“Right, Mr. Jonson!” said I; “but shall I own to you that I am surprised that a gentleman of your talents should stoop to the lower arts of the profession. I always imagined that pickpocketing was a part of your business left only to the plebeian purloiner; now I know, to my cost, that you do not disdain that manual accomplishment.”

“Your honour speaks like a judge,” answered Job: “the fact is, that I should despise what you rightly designate ‘the lower arts of the profession,’ if I did not value myself upon giving them a charm, and investing them with a dignity never bestowed upon them before. To give you an idea of the superior dexterity with which I manage my slight of hand, know, that four times I have been in that shop where you saw me borrow the diamond ring, which you now remark upon my little finger; and four times have I brought back some token of my visitations; nay, the shopman is so far from suspecting me, that he has twice favoured me with the piteous tale of the very losses I myself brought upon him; and I make no doubt that I shall hear in a few days, the whole history of the departed diamond, now in my keeping, coupled with your honour’s appearance and custom. Allow that it would be a pity to suffer pride to stand in the way of the talents with which Providence has blest me; to scorn the little delicacies of art, which I execute so well, would, in my opinion, be as absurd as for an epic poet to disdain the composition of a perfect epigram, or a consummate musician, the melody of a faultless song.”

“Bravo! Mr. Job,” said I; “a truly great man, you see, can confer honour upon trifles.” More I might have said, but was stopt short by the entrance of the landlady, who was a fine, fair, well dressed, comely woman, of about thirty-nine years and eleven months; or, to speak less precisely, between thirty and forty. She came to announce that dinner was served below. We descended, and found a sumptuous repast of roast beef and fish; this primary course was succeeded by that great dainty with common people—a duck and green peas.

“Upon my word, Mr. Jonson,” said I, “you fare like a prince; your weekly expenditure must be pretty considerable for a single gentleman.”

“I don’t know,” answered Jonson, with an air of lordly indifference—“I have never paid my good hostess any coin but compliments, and, in all probability, never shall.”

Was there ever a better illustration of Moore’s admonition—

‘O, ladies, beware of a gay young knight,

After dinner, we remounted to the apartments Job emphatically called his own; and he then proceeded to initiate me in those phrases of the noble language of “Flash,” which might best serve my necessities on the approaching occasion.
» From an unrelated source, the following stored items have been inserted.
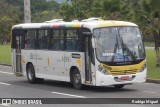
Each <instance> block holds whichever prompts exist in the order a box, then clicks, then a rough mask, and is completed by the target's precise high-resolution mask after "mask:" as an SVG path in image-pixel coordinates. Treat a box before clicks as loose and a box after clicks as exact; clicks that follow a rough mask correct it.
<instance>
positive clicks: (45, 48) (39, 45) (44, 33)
mask: <svg viewBox="0 0 160 107" xmlns="http://www.w3.org/2000/svg"><path fill="white" fill-rule="evenodd" d="M47 36H48V34H47V30H38V31H37V49H48V40H47Z"/></svg>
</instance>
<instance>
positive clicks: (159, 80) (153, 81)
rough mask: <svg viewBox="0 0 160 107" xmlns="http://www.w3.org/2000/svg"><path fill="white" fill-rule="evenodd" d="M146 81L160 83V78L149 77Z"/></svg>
mask: <svg viewBox="0 0 160 107" xmlns="http://www.w3.org/2000/svg"><path fill="white" fill-rule="evenodd" d="M146 82H148V83H156V84H160V79H150V78H148V79H147V80H146Z"/></svg>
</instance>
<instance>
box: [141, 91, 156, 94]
mask: <svg viewBox="0 0 160 107" xmlns="http://www.w3.org/2000/svg"><path fill="white" fill-rule="evenodd" d="M140 92H145V93H152V94H155V93H156V92H152V91H140Z"/></svg>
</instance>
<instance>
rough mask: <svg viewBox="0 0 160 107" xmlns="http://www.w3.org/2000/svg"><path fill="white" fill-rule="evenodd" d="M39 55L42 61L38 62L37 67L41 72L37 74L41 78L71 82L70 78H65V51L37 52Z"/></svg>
mask: <svg viewBox="0 0 160 107" xmlns="http://www.w3.org/2000/svg"><path fill="white" fill-rule="evenodd" d="M37 54H38V56H39V58H40V59H41V60H37V67H38V69H41V71H39V72H37V73H36V76H37V77H39V78H45V79H51V80H60V81H69V79H68V78H64V72H65V68H64V62H63V60H62V58H63V57H64V52H63V51H37Z"/></svg>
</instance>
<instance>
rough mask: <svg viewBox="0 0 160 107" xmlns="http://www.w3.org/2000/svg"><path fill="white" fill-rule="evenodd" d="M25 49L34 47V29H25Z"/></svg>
mask: <svg viewBox="0 0 160 107" xmlns="http://www.w3.org/2000/svg"><path fill="white" fill-rule="evenodd" d="M24 44H25V45H24V47H25V49H35V31H34V30H28V31H26V37H25V41H24Z"/></svg>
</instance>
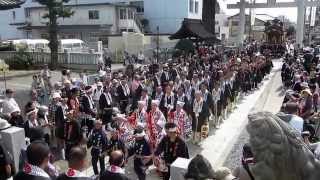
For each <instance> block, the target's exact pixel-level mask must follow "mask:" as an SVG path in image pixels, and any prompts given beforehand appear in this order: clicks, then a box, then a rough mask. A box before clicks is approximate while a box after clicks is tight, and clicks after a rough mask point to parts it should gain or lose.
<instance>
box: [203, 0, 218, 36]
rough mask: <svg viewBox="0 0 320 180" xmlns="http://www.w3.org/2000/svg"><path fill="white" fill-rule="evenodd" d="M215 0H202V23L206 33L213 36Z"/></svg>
mask: <svg viewBox="0 0 320 180" xmlns="http://www.w3.org/2000/svg"><path fill="white" fill-rule="evenodd" d="M215 8H216V0H203V5H202V22H203V24H204V27H205V28H206V30H207V31H209V32H210V33H212V34H215V22H216V18H215V14H216V9H215Z"/></svg>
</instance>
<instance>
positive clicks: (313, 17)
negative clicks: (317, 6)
mask: <svg viewBox="0 0 320 180" xmlns="http://www.w3.org/2000/svg"><path fill="white" fill-rule="evenodd" d="M316 12H317V7H312V8H311V19H310V26H311V27H314V25H315V22H316Z"/></svg>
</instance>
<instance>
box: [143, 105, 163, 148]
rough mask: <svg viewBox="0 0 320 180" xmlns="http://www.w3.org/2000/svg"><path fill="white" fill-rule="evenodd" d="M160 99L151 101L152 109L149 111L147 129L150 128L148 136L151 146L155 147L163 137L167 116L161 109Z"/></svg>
mask: <svg viewBox="0 0 320 180" xmlns="http://www.w3.org/2000/svg"><path fill="white" fill-rule="evenodd" d="M158 106H159V101H157V100H153V101H152V102H151V111H150V112H149V115H148V119H147V124H146V129H147V130H148V132H147V133H148V136H149V140H150V144H151V147H152V148H153V149H154V148H155V147H156V145H157V144H158V143H159V141H160V139H161V137H162V136H163V134H164V131H163V130H164V125H165V123H166V118H165V117H164V115H163V113H162V112H161V111H160V109H159V107H158Z"/></svg>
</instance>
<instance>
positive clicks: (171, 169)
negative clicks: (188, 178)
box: [170, 158, 191, 180]
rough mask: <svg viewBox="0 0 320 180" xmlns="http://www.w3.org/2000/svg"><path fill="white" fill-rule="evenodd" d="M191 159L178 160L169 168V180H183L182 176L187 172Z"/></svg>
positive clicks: (178, 159) (177, 159)
mask: <svg viewBox="0 0 320 180" xmlns="http://www.w3.org/2000/svg"><path fill="white" fill-rule="evenodd" d="M190 161H191V159H185V158H178V159H176V160H175V161H174V162H173V163H172V164H171V166H170V179H172V180H185V178H184V175H185V174H186V173H187V171H188V166H189V163H190Z"/></svg>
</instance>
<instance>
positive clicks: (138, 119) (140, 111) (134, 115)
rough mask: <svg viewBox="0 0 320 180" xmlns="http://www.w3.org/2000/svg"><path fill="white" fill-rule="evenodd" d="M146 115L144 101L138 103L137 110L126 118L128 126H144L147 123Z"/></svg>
mask: <svg viewBox="0 0 320 180" xmlns="http://www.w3.org/2000/svg"><path fill="white" fill-rule="evenodd" d="M147 118H148V113H147V110H146V105H145V101H138V108H137V109H136V110H135V111H134V112H133V113H132V114H131V115H130V116H129V117H128V118H127V119H128V122H129V123H130V125H131V126H132V127H133V128H135V127H136V126H137V124H142V125H144V124H145V123H146V122H147Z"/></svg>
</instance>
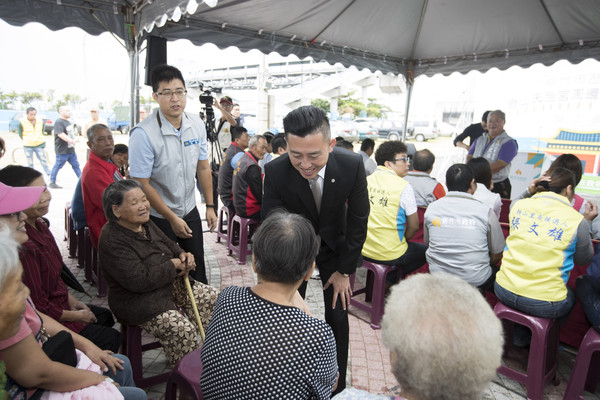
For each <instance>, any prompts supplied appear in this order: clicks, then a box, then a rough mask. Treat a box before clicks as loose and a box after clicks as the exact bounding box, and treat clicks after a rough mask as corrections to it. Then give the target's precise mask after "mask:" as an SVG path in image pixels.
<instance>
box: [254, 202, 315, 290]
mask: <svg viewBox="0 0 600 400" xmlns="http://www.w3.org/2000/svg"><path fill="white" fill-rule="evenodd" d="M318 251H319V244H318V242H317V236H316V234H315V230H314V228H313V227H312V224H311V223H310V221H308V220H307V219H306V218H304V217H303V216H301V215H298V214H291V213H288V212H286V211H282V210H275V211H273V212H272V213H270V214H269V216H268V217H267V219H265V220H264V221H263V223H262V224H261V225H260V227H259V228H258V229H257V230H256V232H255V233H254V236H253V237H252V253H253V254H254V263H255V265H256V271H257V273H258V275H259V276H260V277H261V278H262V279H264V280H266V281H269V282H277V283H283V284H293V283H297V282H298V281H299V280H301V279H302V278H304V277H305V276H306V274H307V273H308V271H309V270H310V268H311V267H312V264H313V262H314V261H315V258H316V257H317V252H318Z"/></svg>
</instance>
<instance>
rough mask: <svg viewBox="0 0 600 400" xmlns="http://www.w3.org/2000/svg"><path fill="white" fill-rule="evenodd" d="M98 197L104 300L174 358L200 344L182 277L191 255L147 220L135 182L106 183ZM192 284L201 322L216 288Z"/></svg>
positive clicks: (210, 300)
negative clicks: (104, 286) (103, 214)
mask: <svg viewBox="0 0 600 400" xmlns="http://www.w3.org/2000/svg"><path fill="white" fill-rule="evenodd" d="M102 203H103V207H104V213H105V214H106V219H107V220H108V222H107V224H106V225H104V227H103V228H102V232H101V234H100V240H99V244H98V256H99V264H100V267H101V268H102V271H103V273H104V277H105V278H106V282H107V283H108V305H109V306H110V308H111V310H112V312H113V313H114V314H115V316H116V317H117V319H118V320H119V322H121V323H124V324H127V325H139V326H140V327H141V328H142V329H143V330H144V331H146V332H148V333H150V334H152V335H154V336H155V337H156V338H157V339H158V340H159V341H160V342H161V344H162V345H163V348H164V349H165V353H166V356H167V359H168V360H169V362H170V363H171V364H175V363H177V361H179V360H180V359H181V358H182V357H183V356H184V355H185V354H187V353H189V352H191V351H193V350H196V349H197V348H199V347H200V342H199V341H198V339H197V335H198V330H199V327H198V326H197V322H196V320H195V319H194V318H193V317H192V316H193V310H192V307H191V302H190V300H189V298H188V296H187V292H186V288H185V282H184V279H187V276H188V273H189V271H191V270H193V269H194V268H195V267H196V263H195V261H194V256H193V255H192V254H191V253H187V252H185V251H183V250H182V249H181V248H180V247H179V246H178V245H177V243H175V242H173V241H172V240H171V239H169V238H168V237H167V236H166V235H165V234H164V233H163V232H162V231H161V230H160V229H159V228H158V227H157V226H156V225H155V224H154V223H153V222H152V221H150V203H149V202H148V199H147V198H146V195H145V194H144V192H143V191H142V186H141V185H140V183H139V182H137V181H135V180H124V181H119V182H113V183H111V184H110V185H109V186H108V187H107V188H106V190H105V191H104V195H103V197H102ZM192 288H193V292H194V297H195V300H196V304H197V305H198V311H199V313H200V319H201V321H202V324H203V325H204V328H206V326H207V325H208V322H209V320H210V318H211V315H212V311H213V307H214V304H215V301H216V299H217V296H218V293H219V292H218V290H216V289H214V288H212V287H210V286H208V285H204V284H202V283H200V282H194V283H193V285H192ZM179 309H183V310H184V311H185V313H186V315H188V316H190V317H192V318H189V319H188V317H187V316H186V315H183V314H181V313H180V312H179Z"/></svg>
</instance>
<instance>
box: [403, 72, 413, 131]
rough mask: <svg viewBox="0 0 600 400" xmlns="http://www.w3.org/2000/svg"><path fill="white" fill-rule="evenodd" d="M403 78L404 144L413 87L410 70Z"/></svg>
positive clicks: (407, 72)
mask: <svg viewBox="0 0 600 400" xmlns="http://www.w3.org/2000/svg"><path fill="white" fill-rule="evenodd" d="M404 77H405V79H406V104H405V106H404V127H403V130H402V141H403V142H406V135H407V133H408V113H409V111H410V99H411V97H412V87H413V85H414V79H413V70H412V68H410V67H409V69H408V71H407V73H406V74H405V75H404Z"/></svg>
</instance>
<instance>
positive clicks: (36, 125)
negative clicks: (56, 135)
mask: <svg viewBox="0 0 600 400" xmlns="http://www.w3.org/2000/svg"><path fill="white" fill-rule="evenodd" d="M21 126H22V127H23V146H26V147H36V146H39V145H41V144H43V143H46V140H44V130H43V129H44V122H43V121H42V119H41V118H39V117H35V126H34V125H32V124H31V122H29V120H28V119H27V117H24V118H22V119H21Z"/></svg>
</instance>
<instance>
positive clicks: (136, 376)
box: [121, 324, 170, 389]
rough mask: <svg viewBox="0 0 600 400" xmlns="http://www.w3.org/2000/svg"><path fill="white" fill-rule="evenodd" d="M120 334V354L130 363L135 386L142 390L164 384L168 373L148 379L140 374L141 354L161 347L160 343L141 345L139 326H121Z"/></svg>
mask: <svg viewBox="0 0 600 400" xmlns="http://www.w3.org/2000/svg"><path fill="white" fill-rule="evenodd" d="M121 333H122V334H123V344H122V345H121V353H122V354H125V355H126V356H127V357H128V358H129V361H130V362H131V372H132V375H133V380H134V381H135V385H136V386H137V387H139V388H141V389H143V388H146V387H149V386H154V385H158V384H160V383H163V382H166V381H167V379H169V374H170V372H163V373H161V374H157V375H153V376H150V377H148V378H144V374H143V372H142V353H143V352H144V351H147V350H152V349H157V348H159V347H161V344H160V342H158V341H155V342H152V343H147V344H142V328H140V327H139V326H134V325H125V324H121Z"/></svg>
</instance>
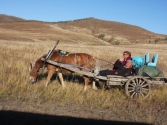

The slang part of my Cambridge education had made me acquainted with some little elementary knowledge, which rendered Jonson’s precepts less strange and abstruse. In this lecture, “sweet and holy,” the hours passed away till it became time for me to dress. Mr. Jonson then took me into the penetralia of his bed-room. I stumbled against an enormous trunk. On hearing the involuntary anathema this accident conjured up to my lips, Jonson said—“Ah, Sir!—do oblige me by trying to move that box.”

I did so, but could not stir it an inch.

“Your honour never saw a jewel box so heavy before, I think,” said Jonson, with a smile.